Zing Forum

Reading

Poster2JSON: Automatically Extract Structured Metadata from Academic Posters Using Large Language Models

The Poster2JSON project, open-sourced by the FAIR Data Hub team, uses large language models to automatically convert academic posters in PDF or image formats into structured JSON metadata, solving the challenges of digitization and semanticization of academic achievements.

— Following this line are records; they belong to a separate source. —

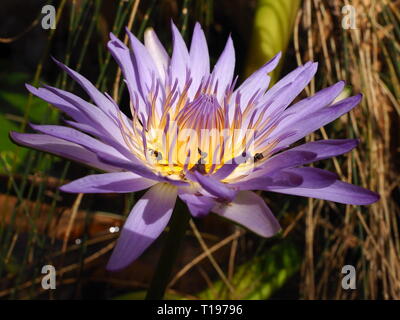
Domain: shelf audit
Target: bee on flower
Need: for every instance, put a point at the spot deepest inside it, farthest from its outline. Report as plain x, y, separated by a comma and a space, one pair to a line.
195, 134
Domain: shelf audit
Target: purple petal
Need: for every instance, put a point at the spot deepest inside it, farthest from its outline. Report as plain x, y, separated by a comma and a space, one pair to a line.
281, 179
338, 191
61, 148
157, 52
214, 187
312, 104
198, 204
123, 56
286, 159
100, 100
126, 164
279, 100
316, 120
180, 58
325, 149
199, 59
224, 68
312, 178
116, 182
250, 210
147, 220
77, 137
259, 80
144, 66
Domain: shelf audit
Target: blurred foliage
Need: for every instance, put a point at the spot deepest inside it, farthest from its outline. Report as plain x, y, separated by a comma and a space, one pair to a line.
272, 31
260, 277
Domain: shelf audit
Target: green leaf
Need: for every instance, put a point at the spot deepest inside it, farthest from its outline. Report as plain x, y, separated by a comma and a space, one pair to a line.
272, 31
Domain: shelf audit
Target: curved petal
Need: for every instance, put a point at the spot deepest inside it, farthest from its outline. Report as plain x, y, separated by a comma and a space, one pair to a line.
338, 191
146, 70
61, 148
116, 182
316, 120
198, 204
77, 137
145, 223
325, 149
180, 58
259, 80
250, 210
123, 57
225, 68
157, 52
99, 99
199, 59
213, 186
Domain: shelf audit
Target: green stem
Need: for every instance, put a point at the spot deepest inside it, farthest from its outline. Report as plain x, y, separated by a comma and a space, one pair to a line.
177, 229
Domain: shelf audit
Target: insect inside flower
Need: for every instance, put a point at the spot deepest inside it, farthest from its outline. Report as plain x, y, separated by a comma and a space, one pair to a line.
194, 134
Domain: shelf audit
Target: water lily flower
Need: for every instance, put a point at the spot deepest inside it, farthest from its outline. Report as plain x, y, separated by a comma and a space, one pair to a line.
162, 146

学术海报大语言模型OCR元数据提取FAIR原则多模态AI科研数字化
Published 2026-05-02 03:40Recent activity 2026-05-02 03:49Estimated read 5 min
Poster2JSON: Automatically Extract Structured Metadata from Academic Posters Using Large Language Models
1

Section 01

Introduction to the Poster2JSON Project

The Poster2JSON project, open-sourced by the FAIR Data Hub team, uses large language models to automatically convert academic posters in PDF or image formats into structured JSON metadata. It solves the challenges of digitization and semanticization of academic achievements, facilitating the open sharing and reuse of academic results.

2

Section 02

Digital Dilemma of Academic Posters

Academic posters are important carriers for disseminating scientific research results, but they usually exist in PDF or high-resolution image formats, making their content difficult to be indexed by search engines, linked to knowledge graphs, or analyzed through large-scale data mining. Traditional OCR technology can only extract text and lacks semantic understanding of the poster structure, leading to mixed elements such as titles, authors, and methods, which cannot form machine-processable standardized data and seriously hinder the open sharing and reuse of academic achievements.

3

Section 03

Technical Route and Implementation of Poster2JSON

The core goal of Poster2JSON is to convert unstructured academic posters into structured JSON metadata, leveraging the visual and text understanding capabilities of multimodal large models (such as GPT-4V and Claude 3). The workflow includes: preprocessing (resolution adjustment, layout analysis), multimodal model recognition (guided by prompts to identify various components), and mapping to a predefined JSON Schema to generate standardized metadata. Compared with traditional computer vision methods, this solution does not require dedicated template training, has strong generalization, high robustness, and low maintenance costs.

4

Section 04

Application Scenarios of Poster2JSON

Poster2JSON has a wide range of application scenarios: Individuals can batch process conference posters to build searchable personal literature libraries; Conference organizers can build digital archives to support full-text retrieval and research trend analysis; At the macro level, the output JSON can be imported into knowledge graphs, linked to databases such as papers and patents, facilitating research policy formulation, scientific research evaluation, and technology transfer.

5

Section 05

Open Source Ecosystem and FAIR Principles

As a FAIR Data Hub project, Poster2JSON adheres to the FAIR data management principles (Findable, Accessible, Interoperable, Reusable), is released under an open-source license, and its code is hosted on GitHub. The output JSON Schema is compatible with existing academic metadata standards such as Schema.org's ScholarlyArticle and Dublin Core, lowering the threshold for downstream application development.

6

Section 06

Outlook: Intelligent Transformation of Academic Publishing

Poster2JSON represents the direction of intelligent transformation in academic publishing. In the future, more automated tools for academic content processing will emerge, promoting the full-chain digitization of scientific research outputs. Chinese research institutions and academic publishing platforms can improve the intelligence level of academic services and enhance their competitiveness in the international open science wave by introducing such tools. AI is reshaping the infrastructure for knowledge production and dissemination.